= Thomas Parr (MP for Westmorland) =

Member of the Parliament of England

Sir Thomas Parr (1407 – November 1461 or 24 November 1464) was an English landowner and elected Member of Parliament six times between 1435 and 1459. He was great-grandfather of Queen Catherine Parr, the sixth wife of King Henry VIII.

==Ancestry==
The Parr family originally came from Parr, Lancashire. Sir Thomas's grandfather, Sir William de Parre (died 1405), son of Sir John de Parre, lord of Parr; married, in 1383, Elizabeth, daughter of John de Ros, and granddaughter and heiress of Sir Thomas de Ros, Baron of Kendal.

==Biography==

Sir Thomas was the son of Sir John Parr of Kendal and Agnes Crophull (or Crophill) (c.1371/72-3 February 1436) By his mother's previous marriage to Sir Walter Devereux of Weobley, he was the maternal half-brother of Elizabeth and Walter Devereux, Esq., the great-grandfather of Anne Devereux who married William Herbert, 1st Earl of Pembroke (1468 creation). His father died before 6 October 1407 and when his mother remarried to John Merbury, Esq. he was made the ward of Sir Thomas Tunstall of Thurland Castle, Lancashire. About 1413 he married Alice Tunstall, the daughter of Sir Thomas.

Within a year of his coming of age Thomas was escheator of Cumberland and Westmorland, and was knighted about the same time. He was elected Member of Parliament for Westmorland five times (in 1435, 1449, 1450, 1455 and 1459) and once for Cumberland (1445). He was actively involved in local administration and law enforcement, and became very influential. In 1435, he acted as the Under-sheriff for Thomas, 8th Baron Clifford, the hereditary sheriff of Westmorland. He became involved in a long-running feud with Sir Henry Bellingham, another local landowner, which came to a head in 1445 when he was attacked in London by Bellingham's men when attending Parliament, which caused a Parliamentary outcry.

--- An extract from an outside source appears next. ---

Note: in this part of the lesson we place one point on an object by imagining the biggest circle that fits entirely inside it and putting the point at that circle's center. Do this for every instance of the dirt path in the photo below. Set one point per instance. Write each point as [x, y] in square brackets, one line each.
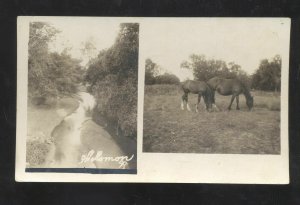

By the time of the War of the Roses, Parr had formed close links with leading Yorkist Richard Neville, 5th Earl of Salisbury and when hostilities began joined him at the Battle of Ludford Bridge near Ludlow in 1459. After the Yorkists were defeated, he was forced to flee to Calais with Salisbury and was attainted in Parliament, but returned to fight at the Battle of Wakefield in 1460. He died in 1461.

==Descendants==
By Alice Tunstall, he left three sons and six daughters. His eldest son, William married a granddaughter of the Earl of Salisbury, Elizabeth FitzHugh, and by her was grandfather of Queen Katherine Parr, wife of Henry VIII; his second son, Sir John Parr was made sheriff of Westmorland for life in 1462. His third son, Thomas, was killed at the Battle of Barnet in 1471. His daughters all married members of prominent northern families. Mabel married Humphrey Dacre, 1st Baron Dacre; thus becoming the first female Parr to marry into the peerage and be given a title. The accession of the Yorkist King Edward IV in 1461 had saved most of Sir Thomas's estates from confiscation.